After restoring backup, new SSH public keys randomly supersede other users' existing keys
Versions
RHEL 6.5
GitLab 8.6.4
GitLab Shell 2.6.12
GitLab API v3
Git 2.7.4
Ruby 2.1.8p440
Rails 4.2.5.2
PostgreSQL 9.3.6
I have never upgraded GitLab; this is the first version that was installed.
Events leading to the problem
I installed GitLab and my team evaluated it. I happened to enter my SSH public key first, so in ~git/.ssh/authorized_keys
, my public key got the name key-1
.
As part of our evaluation I made a backup and restored it.
After I restored the backup, new user Shung Wang was the first to enter his SSH public key. In ~git/.ssh/authorized_keys
, his key got the duplicate name key-1
. This is order dependent, so you never know whose keys will get the same name.
The interesting part of ~git/.ssh/authorized_keys
is:
# Managed by gitlab-shell
command="/opt/gitlab/embedded/service/gitlab-shell/bin/gitlab-shell key-1",no-port-forwarding,no-X11-forwarding,no-agent-forwarding,no-pty ssh-rsa AAA...2SkSQ== jm...@wavesemi.com
########################################################################################################################################################################################################################################################################################################################################################################################################################################################################################################################################################
command="/opt/gitlab/embedded/service/gitlab-shell/bin/gitlab-shell key-1",no-port-forwarding,no-X11-forwarding,no-agent-forwarding,no-pty ssh-rsa AAA...nKQ== wang....@wavesemi.com
...
Now, whenever I try to access the git repositories via SSH, the server thinks I am Shung Wang. For example, when I tested my SSH connection from my Ubuntu 14.04 laptop, I got this:
ssh -T git@gitserver
Welcome to GitLab, Shung Wang!
As a second test, I tried to clone a private repository to which Shung did not have access:
git clone git@gitserver:sw/devops.git
Cloning into 'devops'...
GitLab: The project you were looking for could not be found.
fatal: Could not read from remote repository.

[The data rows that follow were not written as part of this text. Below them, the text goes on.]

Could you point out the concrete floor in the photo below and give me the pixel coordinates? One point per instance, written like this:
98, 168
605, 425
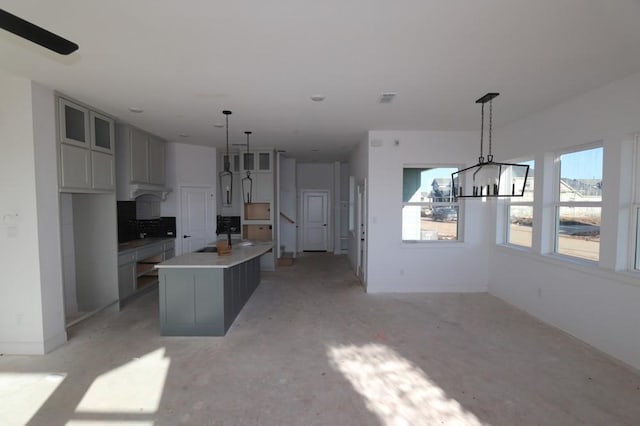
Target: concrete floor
311, 348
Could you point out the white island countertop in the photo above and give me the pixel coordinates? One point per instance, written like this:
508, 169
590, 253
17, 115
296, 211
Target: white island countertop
239, 254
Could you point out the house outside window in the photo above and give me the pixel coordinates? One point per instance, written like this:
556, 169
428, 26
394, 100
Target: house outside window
579, 204
519, 223
430, 212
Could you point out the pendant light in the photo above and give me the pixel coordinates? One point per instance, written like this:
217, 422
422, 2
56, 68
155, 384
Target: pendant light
226, 176
489, 178
247, 182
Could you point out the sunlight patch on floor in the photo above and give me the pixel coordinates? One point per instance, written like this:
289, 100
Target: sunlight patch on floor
133, 389
398, 392
22, 395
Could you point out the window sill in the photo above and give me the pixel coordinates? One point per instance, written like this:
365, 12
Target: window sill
419, 244
587, 267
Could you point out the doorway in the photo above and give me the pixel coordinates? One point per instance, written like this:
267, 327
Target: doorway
315, 220
196, 220
361, 232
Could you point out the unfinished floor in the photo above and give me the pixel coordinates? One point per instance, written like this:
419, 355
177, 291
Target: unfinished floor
311, 348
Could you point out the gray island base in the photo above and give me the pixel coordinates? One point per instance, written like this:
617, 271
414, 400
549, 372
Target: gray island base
201, 294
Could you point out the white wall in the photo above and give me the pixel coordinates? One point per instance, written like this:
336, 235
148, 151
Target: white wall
359, 169
48, 208
30, 322
343, 231
316, 176
594, 303
189, 165
394, 266
68, 255
288, 204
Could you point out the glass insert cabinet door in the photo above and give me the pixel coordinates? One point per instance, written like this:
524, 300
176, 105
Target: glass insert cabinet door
248, 162
102, 133
74, 123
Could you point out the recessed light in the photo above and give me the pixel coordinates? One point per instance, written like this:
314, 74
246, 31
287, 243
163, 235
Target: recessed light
387, 97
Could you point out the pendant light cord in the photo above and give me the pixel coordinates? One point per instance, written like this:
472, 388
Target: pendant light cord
481, 158
490, 156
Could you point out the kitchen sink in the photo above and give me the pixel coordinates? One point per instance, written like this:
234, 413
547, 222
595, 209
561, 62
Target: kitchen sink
207, 250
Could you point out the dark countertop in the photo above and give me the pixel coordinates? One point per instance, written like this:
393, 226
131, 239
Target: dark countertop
136, 244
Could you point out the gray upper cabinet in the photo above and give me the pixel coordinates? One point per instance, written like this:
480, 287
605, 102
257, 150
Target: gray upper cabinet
102, 132
86, 142
256, 161
73, 123
140, 163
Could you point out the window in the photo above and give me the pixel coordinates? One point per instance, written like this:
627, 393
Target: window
520, 212
579, 204
429, 210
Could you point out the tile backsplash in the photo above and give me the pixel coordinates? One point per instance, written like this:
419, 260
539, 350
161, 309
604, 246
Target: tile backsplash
130, 228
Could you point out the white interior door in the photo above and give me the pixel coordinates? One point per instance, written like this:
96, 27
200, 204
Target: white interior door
315, 225
196, 217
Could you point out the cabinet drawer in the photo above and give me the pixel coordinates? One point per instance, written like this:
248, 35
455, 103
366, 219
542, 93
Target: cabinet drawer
76, 166
149, 251
123, 259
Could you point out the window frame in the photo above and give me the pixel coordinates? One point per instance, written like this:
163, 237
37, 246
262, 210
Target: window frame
509, 202
634, 234
557, 204
455, 202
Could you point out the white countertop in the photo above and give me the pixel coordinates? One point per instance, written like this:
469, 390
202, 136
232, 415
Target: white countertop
239, 254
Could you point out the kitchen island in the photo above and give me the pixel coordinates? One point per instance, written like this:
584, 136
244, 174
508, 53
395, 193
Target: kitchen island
202, 293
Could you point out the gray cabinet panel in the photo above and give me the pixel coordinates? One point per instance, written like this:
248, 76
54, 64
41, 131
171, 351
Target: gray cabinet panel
126, 280
204, 302
181, 295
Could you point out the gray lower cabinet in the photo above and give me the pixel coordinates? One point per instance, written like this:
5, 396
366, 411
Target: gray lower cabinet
204, 301
126, 279
136, 267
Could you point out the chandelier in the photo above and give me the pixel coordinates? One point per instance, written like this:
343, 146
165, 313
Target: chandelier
247, 182
489, 178
226, 176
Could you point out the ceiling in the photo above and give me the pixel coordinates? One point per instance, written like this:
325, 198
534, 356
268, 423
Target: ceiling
183, 62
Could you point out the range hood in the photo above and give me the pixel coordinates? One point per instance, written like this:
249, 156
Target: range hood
139, 189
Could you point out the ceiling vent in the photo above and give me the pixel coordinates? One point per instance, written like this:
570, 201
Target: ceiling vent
387, 97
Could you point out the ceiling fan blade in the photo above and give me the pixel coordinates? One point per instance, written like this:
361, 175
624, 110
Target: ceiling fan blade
36, 34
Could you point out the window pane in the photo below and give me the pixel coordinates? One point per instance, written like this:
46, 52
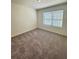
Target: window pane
47, 18
54, 18
57, 18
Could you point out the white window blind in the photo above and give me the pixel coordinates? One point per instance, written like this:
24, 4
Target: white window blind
54, 18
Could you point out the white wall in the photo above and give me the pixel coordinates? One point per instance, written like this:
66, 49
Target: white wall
63, 30
23, 19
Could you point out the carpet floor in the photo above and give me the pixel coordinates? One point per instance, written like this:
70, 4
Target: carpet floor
39, 44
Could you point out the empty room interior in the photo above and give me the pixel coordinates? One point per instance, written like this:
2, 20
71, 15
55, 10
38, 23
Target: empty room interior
38, 29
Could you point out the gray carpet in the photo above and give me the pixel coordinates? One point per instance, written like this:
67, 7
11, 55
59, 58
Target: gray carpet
39, 44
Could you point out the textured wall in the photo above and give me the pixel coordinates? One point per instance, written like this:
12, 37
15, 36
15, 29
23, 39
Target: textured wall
62, 30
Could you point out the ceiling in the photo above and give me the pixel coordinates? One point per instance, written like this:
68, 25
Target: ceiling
37, 5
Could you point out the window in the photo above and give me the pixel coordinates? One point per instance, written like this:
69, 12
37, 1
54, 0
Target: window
54, 18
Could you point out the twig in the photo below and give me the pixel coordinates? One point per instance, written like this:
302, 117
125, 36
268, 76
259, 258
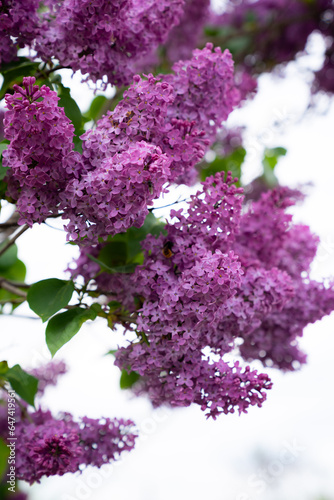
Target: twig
12, 241
11, 288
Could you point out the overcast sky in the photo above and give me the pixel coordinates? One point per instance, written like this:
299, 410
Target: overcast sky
284, 451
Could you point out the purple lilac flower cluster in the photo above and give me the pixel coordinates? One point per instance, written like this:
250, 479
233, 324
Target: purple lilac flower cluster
116, 194
180, 113
19, 24
54, 446
48, 374
268, 238
156, 134
187, 34
106, 38
220, 280
40, 154
50, 446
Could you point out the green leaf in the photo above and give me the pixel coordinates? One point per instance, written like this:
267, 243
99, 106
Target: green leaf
271, 157
269, 162
62, 327
17, 272
71, 108
127, 380
24, 384
15, 71
128, 268
114, 253
9, 258
3, 171
4, 454
3, 186
47, 297
96, 107
231, 163
3, 367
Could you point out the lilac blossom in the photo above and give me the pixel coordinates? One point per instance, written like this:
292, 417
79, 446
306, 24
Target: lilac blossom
19, 25
106, 39
40, 154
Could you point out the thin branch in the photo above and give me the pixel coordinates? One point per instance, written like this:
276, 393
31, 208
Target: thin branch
12, 241
11, 288
6, 225
18, 284
169, 205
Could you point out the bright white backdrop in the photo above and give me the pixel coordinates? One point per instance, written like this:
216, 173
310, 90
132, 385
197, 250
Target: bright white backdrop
180, 454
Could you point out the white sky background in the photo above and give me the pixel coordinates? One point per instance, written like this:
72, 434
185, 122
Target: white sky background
180, 454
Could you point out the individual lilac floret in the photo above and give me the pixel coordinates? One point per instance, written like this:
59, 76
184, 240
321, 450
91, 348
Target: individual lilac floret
180, 113
187, 34
104, 38
114, 196
19, 25
48, 374
40, 154
50, 446
204, 88
103, 440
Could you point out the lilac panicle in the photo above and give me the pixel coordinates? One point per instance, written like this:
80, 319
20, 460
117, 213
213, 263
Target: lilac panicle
104, 39
40, 154
19, 25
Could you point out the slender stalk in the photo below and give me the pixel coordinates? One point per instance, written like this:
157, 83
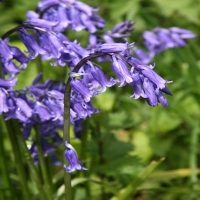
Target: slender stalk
66, 128
12, 133
66, 136
34, 172
193, 154
4, 167
46, 179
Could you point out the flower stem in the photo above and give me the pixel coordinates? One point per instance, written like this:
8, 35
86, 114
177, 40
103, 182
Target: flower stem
193, 155
46, 179
66, 136
4, 167
34, 172
12, 133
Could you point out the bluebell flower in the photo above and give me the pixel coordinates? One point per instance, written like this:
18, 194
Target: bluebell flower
66, 14
72, 159
3, 103
32, 45
121, 70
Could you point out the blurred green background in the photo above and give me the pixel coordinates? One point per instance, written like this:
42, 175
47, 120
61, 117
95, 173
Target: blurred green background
133, 151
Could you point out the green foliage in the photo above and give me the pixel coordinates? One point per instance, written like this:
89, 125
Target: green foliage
123, 146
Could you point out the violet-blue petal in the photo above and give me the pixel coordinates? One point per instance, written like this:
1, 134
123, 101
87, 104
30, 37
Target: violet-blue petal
30, 42
5, 52
81, 89
150, 92
72, 159
3, 101
7, 83
121, 70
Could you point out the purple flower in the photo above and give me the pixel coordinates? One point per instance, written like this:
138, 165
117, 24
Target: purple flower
3, 103
72, 159
7, 83
30, 42
67, 14
121, 70
112, 47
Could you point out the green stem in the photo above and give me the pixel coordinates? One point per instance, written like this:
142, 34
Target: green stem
12, 133
4, 166
66, 136
193, 155
34, 172
46, 178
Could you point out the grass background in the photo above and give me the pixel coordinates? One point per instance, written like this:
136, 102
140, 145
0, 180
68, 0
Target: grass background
133, 151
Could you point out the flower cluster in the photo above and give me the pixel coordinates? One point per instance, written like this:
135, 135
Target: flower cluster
42, 104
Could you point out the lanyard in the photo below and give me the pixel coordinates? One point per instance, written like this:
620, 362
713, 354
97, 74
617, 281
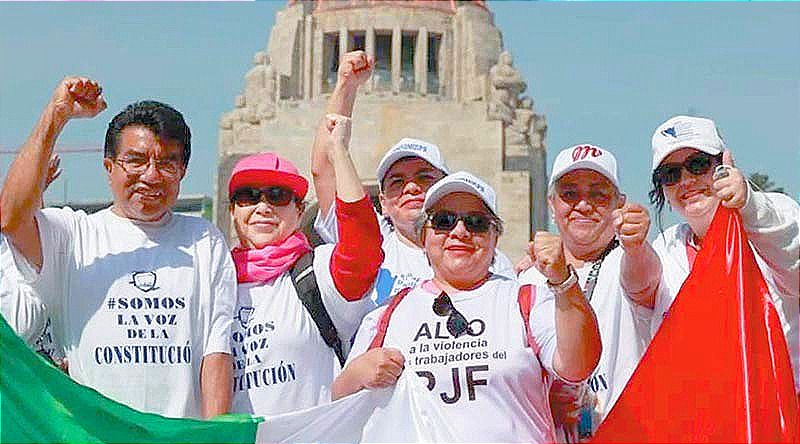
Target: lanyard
594, 273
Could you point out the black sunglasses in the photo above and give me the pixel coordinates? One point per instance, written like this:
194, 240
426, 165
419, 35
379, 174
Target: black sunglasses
277, 196
474, 222
457, 324
698, 164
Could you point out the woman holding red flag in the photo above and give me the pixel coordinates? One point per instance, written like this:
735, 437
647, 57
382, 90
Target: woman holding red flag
694, 172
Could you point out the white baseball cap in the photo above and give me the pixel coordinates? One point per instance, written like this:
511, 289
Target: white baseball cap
408, 147
686, 132
585, 156
461, 181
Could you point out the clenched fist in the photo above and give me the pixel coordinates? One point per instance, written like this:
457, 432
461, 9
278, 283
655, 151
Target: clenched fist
378, 368
354, 69
631, 223
77, 97
547, 253
731, 186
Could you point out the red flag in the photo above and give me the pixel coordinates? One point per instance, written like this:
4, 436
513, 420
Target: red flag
718, 369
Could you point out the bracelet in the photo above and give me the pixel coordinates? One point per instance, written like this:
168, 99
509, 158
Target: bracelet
571, 280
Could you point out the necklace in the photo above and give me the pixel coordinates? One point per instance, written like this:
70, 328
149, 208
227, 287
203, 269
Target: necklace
594, 273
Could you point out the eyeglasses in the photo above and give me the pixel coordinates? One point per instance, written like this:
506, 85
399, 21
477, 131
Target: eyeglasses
277, 196
137, 165
473, 222
595, 197
670, 173
457, 324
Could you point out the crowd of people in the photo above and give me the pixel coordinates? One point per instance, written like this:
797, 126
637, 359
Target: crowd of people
153, 309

Please make sure you have the correct access rights
and the repository exists.
Then I made Shung a member of the devops project, and git clone
succeeded.
Obviously this is a most unsatisfactory security situation. I think it is a pretty big deal.
Bug fix
It appears that GitLab maintains a counter for the SSH key names, and this counter can get out of sync with file ~git/.ssh/authorized_keys
, particularly after a backup is restored. I do not have the expertise to offer a merge request, but I see two approaches:
- When adding keys, search
~git/.ssh/authorized_keys
for the highest existing key number, add one and use that as the new key name. But perhaps it is time consuming on large installations to find this number each time a user adds a public key. - Create the key name using the email address in the SSH public key
It would be very nice to add to gitlab-rake gitlab:check
a test for unique key names in ~git/.ssh/authorized_keys
.
Workaround
Until the bug is fixed, users can try this workaround:
- After you restore a backup, log in as some existing user and register a new SSH public key
- Search file
~git/.ssh/authorized_keys
forkey-1
. If you find two, you have the problem described above. - Those lines of
######...
are not decoration. They are keys that were deleted by users. When a key is deleted, GitLab replaces every character in it with a#
, presumably so the remaining keys do not move around in the file. Replace all characters in all SSH keys created before the backup restore with the#
character in a fashion similar to what you see in the~git/.ssh/authorized_keys
shown above. - Tell all your users they must re-enter their SSH public keys. If they complain, remind them to be thankful that the rest of the backup worked.
Rather than all that tedious editing in step 3, I suspect that you can simply move file ~git/.ssh/authorized_keys
aside and replace it with an empty file, and then tell everyone to re-enter their SSH public keys. However I did not try this myself.